Wiadomości Chemiczne

2008

[Z] 62, 5-6

449-478

Hydrogen bonds play a key role in interactions in biological structures, supramolecular chemistry, and crystal engineering [28, 29]. The development of supramolecular structure created by hydrogen bonds is a new challenge for the synthesis of materials, in order to study their magnetic behaviour [59, 62]. A role played by hydrogen bonds in the transmission of magnetic interactions is still not fully understood, but the number of magnetically coupled hydrogen-bonded systems is growing. The present paper describes magnetic properties of copper(II) complexes [33] with nitrobenzoate and salicylate ligands where the system of hydrogen bonds O-HźźźO is the only path of magnetic interaction. Magnetic measurements in the temperature range 1.8-300 K show magnetic phase-transition at 6 K to antiferromagnetically coupled CuII dimers with singlet-tryplet energy gap 2J = -6.26 cm-1. A variety of different supramolecular hydrogen bond structures [27, 33-52, 57-62] and significant changes in their magnetic properties were analyzed to show the role of hydrogen bonds in magnetic interactions. Magnetostructural correlation has been made taking into account both covalently bridging ligand and the existence of intermolecular hydrogen bonds.
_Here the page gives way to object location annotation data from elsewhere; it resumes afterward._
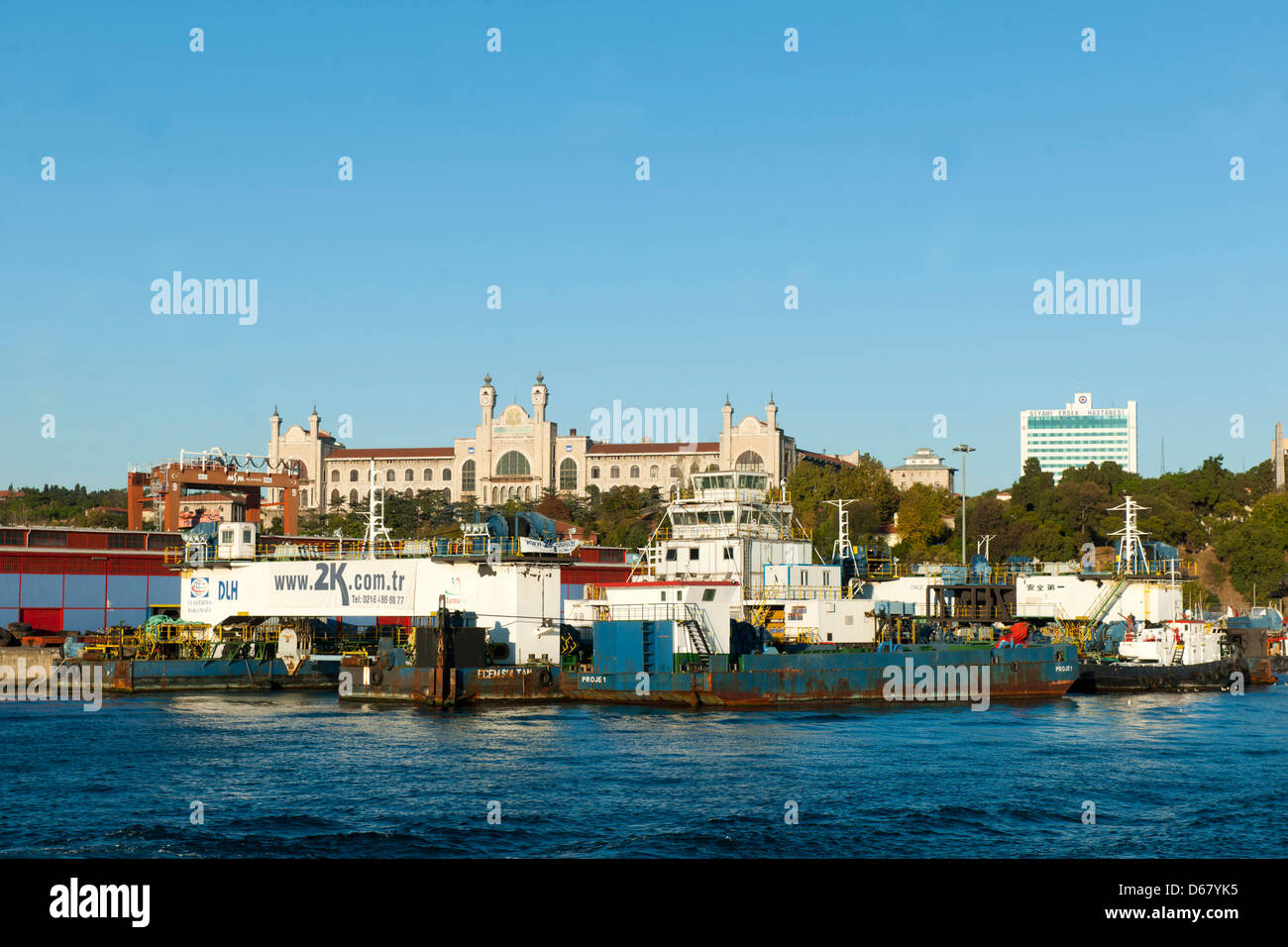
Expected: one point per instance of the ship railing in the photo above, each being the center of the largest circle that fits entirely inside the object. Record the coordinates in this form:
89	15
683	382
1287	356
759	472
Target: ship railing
647	611
353	551
798	635
798	591
735	493
725	531
896	570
An evidence for hydrogen-bond-mediated exchange coupling has been observed in magnetic study as well as in DFT calculations [40, 48]. Intermolecular interaction has been generally treated as a nuance, but today, it has established itself as an important functional tool, tunable at will [59] in the design of nanosized magnetic materials and their dimensionally-expanded compounds [57-62]. Intermolecular magnetic exchange interactions through hydrogen bonds, can have a large influence on the quantum properties of single molecular magnets SMMs [59]. Hydrogen bonding leads to coupling of the magnetic effects of individual SMMs units and to different quantum behaviour. Even very weak hydrogen bond inter-molecular interactions demonstrate a possibility of switching from an original nanosized magnetic system to a correlated system, for example, from single molecule magnet SMM to single chain magnet SCM or from such nanosized magnets to a bulk magnet [59].